The U.S. hotel industry reported “mostly positive results” in occupancy, average daily rate and revenue per available room during Q3 2019, according to STR. Year-over-year, occupancy declined 0.1 percent to 70.9 percent, ADR rose 0.8 percent to $133.25 and RevPAR rose 0.7 percent to $94.42.

“While RevPAR increased slightly, it was the lowest year-over-year percent change in the metric since the first quarter of 2010, and the first quarter during the current cycle to show an increase in the metric below 1 percent,” Bobby Bowers, STR’s senior VP of operations, said in a statement. “While demand growth slowed to 1.8 percent, the industry sold more nights than any other Q3 in history. Keeping in line with that theme, third-quarter room revenue reached $46.5 billion, the highest quarterly room revenue figure in STR’s U.S. database.”

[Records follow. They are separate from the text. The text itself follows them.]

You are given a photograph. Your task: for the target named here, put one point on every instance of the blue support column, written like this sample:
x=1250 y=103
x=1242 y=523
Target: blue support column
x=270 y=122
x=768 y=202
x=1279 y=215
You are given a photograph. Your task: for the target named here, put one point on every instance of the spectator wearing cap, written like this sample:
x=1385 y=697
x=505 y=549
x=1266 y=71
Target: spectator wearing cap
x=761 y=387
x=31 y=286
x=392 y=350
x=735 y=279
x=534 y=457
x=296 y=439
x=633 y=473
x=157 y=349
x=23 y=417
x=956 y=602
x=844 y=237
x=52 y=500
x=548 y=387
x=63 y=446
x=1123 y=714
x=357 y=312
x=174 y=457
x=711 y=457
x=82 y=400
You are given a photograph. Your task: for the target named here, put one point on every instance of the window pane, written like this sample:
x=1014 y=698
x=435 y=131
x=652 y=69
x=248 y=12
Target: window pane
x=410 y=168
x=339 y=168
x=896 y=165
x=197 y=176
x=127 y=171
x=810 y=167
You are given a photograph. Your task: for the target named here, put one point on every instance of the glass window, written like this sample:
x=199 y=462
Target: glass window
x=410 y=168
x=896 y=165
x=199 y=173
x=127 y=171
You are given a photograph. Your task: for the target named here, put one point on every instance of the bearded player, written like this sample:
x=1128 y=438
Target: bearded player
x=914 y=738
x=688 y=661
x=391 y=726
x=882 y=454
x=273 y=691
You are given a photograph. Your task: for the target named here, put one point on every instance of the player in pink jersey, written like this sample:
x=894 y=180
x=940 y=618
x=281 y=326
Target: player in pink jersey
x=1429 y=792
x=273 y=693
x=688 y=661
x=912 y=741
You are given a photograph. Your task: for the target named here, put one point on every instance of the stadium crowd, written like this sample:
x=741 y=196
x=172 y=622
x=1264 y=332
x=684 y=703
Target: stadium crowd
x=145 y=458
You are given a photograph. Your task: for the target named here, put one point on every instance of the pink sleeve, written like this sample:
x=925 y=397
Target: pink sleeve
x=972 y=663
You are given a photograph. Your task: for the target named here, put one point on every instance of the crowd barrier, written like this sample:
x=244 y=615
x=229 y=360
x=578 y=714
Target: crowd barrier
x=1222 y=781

The industry’s current cycle is now at 115 months with YOY RevPAR increases during 112 of those months. This September marked the third instance of a YOY decrease, with June this year and September 2018 being the other two.

“The second month this year with a negative result points to a continued slowdown for the U.S. hotel industry,” Jan Freitag, SVP of lodging insights at STR, said in a statement about the September results.

Top 25 Markets

Of STR’s top 25 markets, Phoenix experienced the largest increase in RevPAR (5.3 percent to $60.57). Houston registered the highest rise in occupancy (4.4 percent to 62.4 percent) and Washington, D.C.-Maryland-Virginia recorded the largest jump in in ADR (4 percent to $148.43).

Seattle and Miami/Hialeah, Fla., tied for the steepest decline—5.1 percent. Seattle also reported the largest drop in ADR (-4 percent to $185.35) and Orlando experienced the steepest decline in occupancy (-5 percent to 69.6 percent).